Main Conference, Day 2
I started Thursday after the keynote with an interesting Yahoo! paper on explorative entity search titled From "Selena Gomez" to "Marlon Brando": Understanding Explorative Entity Search that identified query patterns that lead to explorative searching. A somewhat emotional paper that certainly raises privacy warning flags was Diagnoses, Decisions, and Outcomes: Web Search as Decision Support for Cancer , which examined search behavior of patients detected with cancer. The paper Mining Missing Hyperlinks from Human Navigation Traces: A Case Study of Wikipedia looked at identifying missing hyperlinks in Wikipedia.
During the lunch break, I called in an informal meeting of the W3C Media Fragments WG and interested friends in order to discuss extensions to Media Fragments URI by allowing for more than rectangular spatial fragment shapes and dynamic moving spatial fragments. The notes are on the mailing list.
In the afternoon, I attended the Industry Knowledge Graphs PechaKucha 20×20 and Panel where Googler Chris Welty presented the Google Knowledge Graph , Yuqing Gao gave an overview of Microsoft's (Bing's) Satori , Paul Groth talked about Elsevier's scholarly publications graph, and Lora Aroyo presented Tagasauris' mediaGraph. This also touched on my 20% project together with Googlers Denny Vrandečić and Sebastian Schaffert around migrating Freebase to Wikidata via a crowdsourcing approach titled primary sources tool.
From the posters and demos session in the evening, I want to highlight whoVIS: Visualizing Editor Interactions and Dynamics in Collaborative Writing Over Time , which deals with visualizing editor interactions in Wikipedia ( demo ).
Main Conference, Day 3
Friday began with Andrei Broder's excellent keynote How good was the crystal ball? A personal perspective and retrospective on favorite Web research topics where he first looked back at search engines and what worked and what did not work (subscribing to pages for obtaining change notifications). I especially liked the outlook he gave for semantic smart agents and how Google Now is just the beginning.
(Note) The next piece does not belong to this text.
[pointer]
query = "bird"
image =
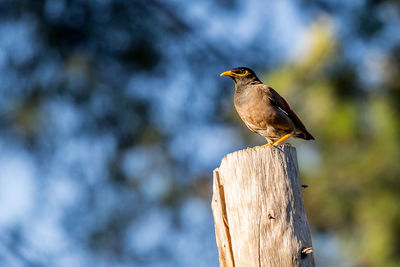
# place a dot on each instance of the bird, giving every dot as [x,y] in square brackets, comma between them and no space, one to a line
[263,110]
Again driven by my PhD topic, I followed the paper presentation of Enquiring Minds: Early Detection of Rumors in Social Media from Enquiry Posts who showed how scepticism-driven follow-up queries on questionable news-spreading posts may reveal rumors early on. A fun paper was User Review Sites as a Resource for Large-Scale Sociolinguistic Studies that, among other things, detected that users older than 34 mostly use smileys with nose " :-) " , those younger than 34 without nose " :) ".
- People start to get tired of PDF proceedings when past WWW conferences explicitly required HTML submissions, as highlighted by Andrei Broder in his keynote. RASH : Research Articles in Simplified HTML is an attempt to bring back the Web to WWW.
- Larry Page and Sergey Brin were awarded the Test of Time award for their paper The Anatomy of a Large-Scale Hypertextual Web Search Engine .
- Splitting the poster and demos session into two sub-sessions is a great idea that certainly reduced my personal perceptual overload.
- Commonly frowned upon and joked about, the lack of any formal speech or program topic at all during the (not so gala) dinner felt somewhat inadequate.
- Paul Groth wrote a WWW trip report , too, as did Amy Guy with her WWW observations , eXascale with their blog post, and Daniel Garijo with his "first time at WWW" post.